With hillsides lagging behind in the usual intense green of March, I am glad for rain, but glad also for today’s sun. I can get out, stretch my legs, and enjoy the spectacular weather before tomorrow’s storm. I park the car and walk west.
Stubby green spikes peek out from the winter cover of dried grass on each side of the path. A break in the fence allows me onto the trails that zig and zag toward the edge of the bluffs. I look ahead to the ocean, a ribbon of tourquoise, then dark and brilliant green and finally a dull silver, the depth of the water and the rows of seaweed making water-colored changes in what I see.

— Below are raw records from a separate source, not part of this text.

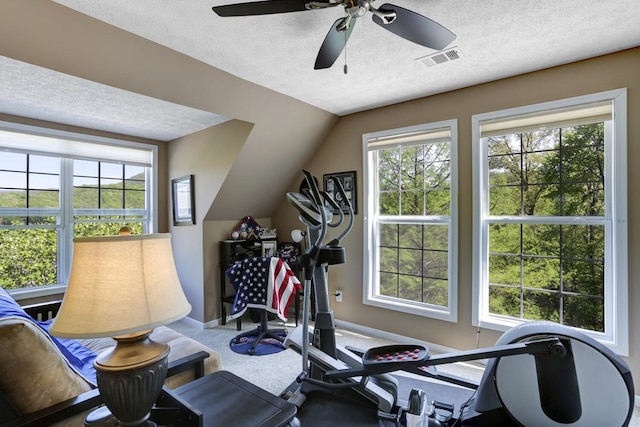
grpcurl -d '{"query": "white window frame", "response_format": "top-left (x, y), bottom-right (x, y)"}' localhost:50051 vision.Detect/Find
top-left (362, 119), bottom-right (458, 322)
top-left (0, 121), bottom-right (158, 299)
top-left (472, 88), bottom-right (629, 356)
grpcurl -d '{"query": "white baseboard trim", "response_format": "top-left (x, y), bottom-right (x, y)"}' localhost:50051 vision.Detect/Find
top-left (182, 317), bottom-right (222, 330)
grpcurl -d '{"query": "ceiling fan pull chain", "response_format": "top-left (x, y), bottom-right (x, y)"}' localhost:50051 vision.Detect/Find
top-left (342, 24), bottom-right (349, 75)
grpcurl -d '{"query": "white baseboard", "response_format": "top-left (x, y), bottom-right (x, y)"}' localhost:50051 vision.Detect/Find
top-left (182, 317), bottom-right (222, 330)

I see also a black something, in the far distance from my first steps onto the path. It rises up from the water and slides back down. Fin? Tail? I decide the dolphins are swimming en masse today, and follow the quickest path to the land’s edge. I want to see the dolphin spectacle – a stunning dance of togetherness and talent. I quicken my pace.
But the dolphins – or whatever else might be in the ocean, black formed and reaching up from the water – disappear, heading north. I follow.
A fence keeps me from walking down to the beach. This is Snowy Plover territory and it is their breeding season. Tiny birds that live and reproduce at the water’s edge, California protects them from the likes of me while they go about increasing their numbers. Since I enjoy seeing their popcorn puffs on the beach and their thousand flashes of white into the sky, I am happy to give them space now, as they will give me a show come autumn.
I walk past the Snowy Plover homesite and arrive at the walking beach. This long, curving stretch reaches toward a rocky cliff that ends Estero Bluffs State Beach. A slow-moving seal rolls in the waves two lines of surf from me. Toward the rocks at the end of the beach, I spot three sea otters, laying on their backs to eat their meals off their stomachs. Cormorants dive into the waters and plop back out with their catch. Idyllic? Yes.
My eye is drawn out farther into the water. The black fin or tail or something rises out momentarily, between the dark green, the sea weed and the silver. Too quick to distinguish, some other sea creature teases me.
I turn my view to the beach itself. A flash of color pulls my attention to the sand. Then another. And again. Since all my home decorating involves such finds, I am engaged for hours, walking a peaceful beach and collecting the leftover of man-made glass fragments, sanded against the grindstone of the ocean and replaced on this beach, blinking against today’s sun and beckoning me to reach. Into my hand, time and again, come rounded, pitted, faintly-colored bits of yesterday’s bottles. I have found my Sea Glass Festival.
It’s not the one I intended, but as the afternoon passes and I am not ready to leave the beach, I realize next year will be soon enough to attend the people festival. Today is for me, the beach and the ocean.
I walk back to the car, marveling at the catch in my hand. I start the engine, look up and see the spouts of two whales, finally admitting to me that it was them, all afternoon long, teasing me from behind that line of tourquiose water.